Bris de vitrines et techniques de lutte

Les vitrines font enfin l’objet d’une appropriation par les mouvements sociaux qui les placent au cœur de « techniques de lutte » variées (…). En 1850, à Londres, pendant la construction du Cystal Palace, un pamphlet adressé aux ouvriers portait le titre : « Jetez la première pierre sur la maison de verre ». Il invitait ces derniers à boycotter le chantier et la visite de l’exposition, qui rendait trop peu hommage au rôle des ouvriers dans l’histoire de l’industrie anglaise (…). Entre 1909 et 1912, les suffragettes anglaises pratiquèrent « l’argument de la vitre cassée » : casser les vitrines de commerces lononniennes, notamment des boutiques de luxe ou de grands magasins, pour revendiquer le droit de vote et dénoncer le mépris dans lequel était maintenu leur mouvement. C’est cependant dans la deuxième moitié du XXe siècle, avec la banalisation des vitrines commerciales et la croissance urbaine, que les bris de vitrines entrèrent massivement dans le « répertoire d’actions » de l’émeute urbaine. On en constate à Casablanca en 1952, à Alger en 1960, à Harlem en 1964, à Paris en 1968 … Une interprétation instrumentale revient à dire que le bris de vitrine permet l’effraction et le pillage (…) Ce fut le cas par exemple à Douala en 2008, lors d’un mouvement social de très grande ampleur dénonçant la hausse des prix des carburants et des denrées de base. Cependant, si les médias rapportent régulièrement des récits de commerçants révoltés par le pillage de leur magasin, multiples sont aussi les récits de bris de vitrines sans pillage, ni effraction (…) Pour Philippe Braud, la « fonction performative » des bris de vitrines est politique : leur caractère spectaculaire attire l’attention sur une cause ou sur le groupe social qui la porte lequel souffre d’invisibilité [6]. On retrouve ici la sociologie de la visibilité : il s’agit de faire exister une réalité vers laquelle les différentes lumières sociales ne sont jamais tournées (…).

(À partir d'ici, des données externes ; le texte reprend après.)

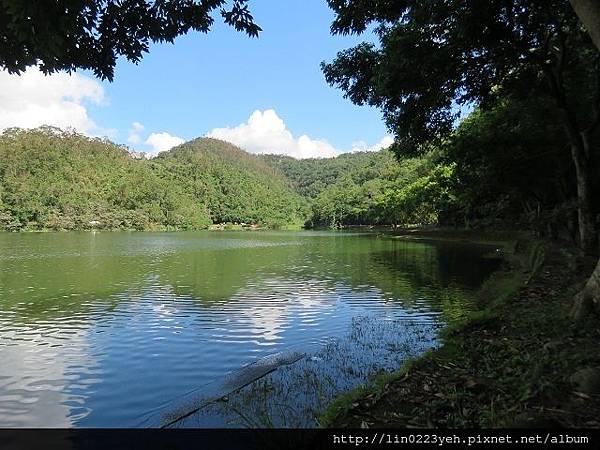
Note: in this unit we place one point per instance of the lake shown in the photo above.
(186, 329)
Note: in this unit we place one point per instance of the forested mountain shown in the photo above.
(51, 179)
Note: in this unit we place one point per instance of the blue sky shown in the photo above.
(218, 80)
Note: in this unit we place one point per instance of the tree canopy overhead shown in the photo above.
(434, 54)
(92, 34)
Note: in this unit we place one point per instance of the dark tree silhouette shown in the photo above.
(435, 54)
(92, 34)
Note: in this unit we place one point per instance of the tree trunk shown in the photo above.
(588, 12)
(588, 237)
(588, 300)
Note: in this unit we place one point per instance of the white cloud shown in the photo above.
(362, 146)
(266, 132)
(135, 132)
(33, 99)
(161, 142)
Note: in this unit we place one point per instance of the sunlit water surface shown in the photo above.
(108, 329)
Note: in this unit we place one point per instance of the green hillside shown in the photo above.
(51, 179)
(368, 188)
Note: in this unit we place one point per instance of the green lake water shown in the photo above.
(144, 329)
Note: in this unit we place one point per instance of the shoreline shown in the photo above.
(519, 361)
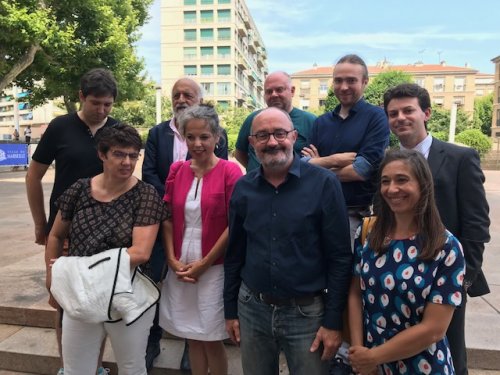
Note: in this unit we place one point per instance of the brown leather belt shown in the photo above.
(304, 300)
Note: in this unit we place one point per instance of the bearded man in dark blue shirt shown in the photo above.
(351, 139)
(288, 263)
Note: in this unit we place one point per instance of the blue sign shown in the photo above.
(13, 154)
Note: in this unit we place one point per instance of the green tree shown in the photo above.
(476, 139)
(142, 113)
(65, 39)
(374, 92)
(483, 113)
(231, 119)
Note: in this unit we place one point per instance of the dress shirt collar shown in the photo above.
(423, 147)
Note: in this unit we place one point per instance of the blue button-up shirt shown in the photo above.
(366, 132)
(291, 240)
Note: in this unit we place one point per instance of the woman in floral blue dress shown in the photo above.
(407, 279)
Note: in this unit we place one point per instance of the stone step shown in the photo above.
(34, 350)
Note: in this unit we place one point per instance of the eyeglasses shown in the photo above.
(123, 155)
(280, 135)
(278, 90)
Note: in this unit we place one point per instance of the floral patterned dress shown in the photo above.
(395, 288)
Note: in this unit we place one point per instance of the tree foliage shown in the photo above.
(374, 92)
(476, 139)
(483, 113)
(231, 118)
(142, 113)
(68, 39)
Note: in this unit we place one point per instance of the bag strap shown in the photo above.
(368, 222)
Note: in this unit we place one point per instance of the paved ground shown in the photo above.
(17, 242)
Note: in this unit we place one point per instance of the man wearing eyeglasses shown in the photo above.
(164, 146)
(69, 141)
(350, 140)
(288, 243)
(278, 93)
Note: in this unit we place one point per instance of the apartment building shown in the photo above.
(495, 125)
(446, 84)
(215, 42)
(15, 109)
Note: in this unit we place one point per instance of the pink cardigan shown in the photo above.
(217, 187)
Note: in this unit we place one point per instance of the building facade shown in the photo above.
(446, 84)
(495, 124)
(216, 43)
(17, 112)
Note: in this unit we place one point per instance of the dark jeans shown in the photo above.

Si l’on prend au sérieux cette violence sélective on a deux options. Première option : c’est l’individu tenant le commerce qui est visé, en tant que personne physique ou membre d’un groupe social. C’est souvent le cas dans les attaques personnelles ou les mouvements racistes. Ainsi de la « nuit de cristal » en 1938 : à travers toute l’Allemagne, plus de 7000 commerces appartenant à des Allemands juifs furent attaqués. Les débris de leurs vitrines et fenêtres laissèrent son surnom à ce pogrom qui s’accompagna aussi de meurtres, viols, sévices, arrestations et déportations. Il s’agit dans ce cas de détruire la place de l’autre dans l’espace urbain (…). Deuxième option : c’est la marque ou l’enseigne qui est visée, comme personne morale. Ainsi certaines grandes entreprises sont-elles systématiquement ciblées par les manifestations et contre-sommets altermondialistes ou anticapitalistes (…). La vitrine est visée ici comme objet-média (porteur de signes aisément identifiables comme le logo), pour la matérialité spectaculaire de son bris (qui frappe les sens, la mémoire, l’attention) et comme dispositif marchand comme cet « opérateur de basculement » qui fait du passant un consommateur potentiel de ses produits. De la même façon qu’en cassant des machines ouvriers et ouvrières empêchant réellement (et non « symboliquement »), la mécanisation de leur travail, certains briseurs de vitrines luttent réellement contre la marchandisation de leur regard, en détruisant le spectacle des vitrines, ou en le rendant grotesque. La valeur des marchandises est atteinte par la destruction de leur écrin (…).

P.B

[1Franck Cohoy, De la curiosité. L’art de la séduction marchande, éd. Armand Colin, coll. « Individu et société », Paris, 2011, p. 56.

[2Bernard Marrey, Les grands magasins, éd. Librairie Picard, Paris, 1979 p. 23

[3Karl Marx, Contribution à la critique de l’économie politique [1859], éd. Sociales, Paris, 1972, p. 58.

[4Alain Corbin, Le miasme et la jonquille. In Une histoire des sens, éd. Robert Laffont, coll. « Bouquins », Paris, 2016, p. 149-150.

[5Daniel Roche, La culture des apparences, une histoire du vêtement XVIIe-XVIIIe siècle, éd. Fayard, Paris, 1989, p. 480.

[6Philippe Braud, « La violence politique : repères et problèmes », Cultures & Conflits, n° 9-10, 1993.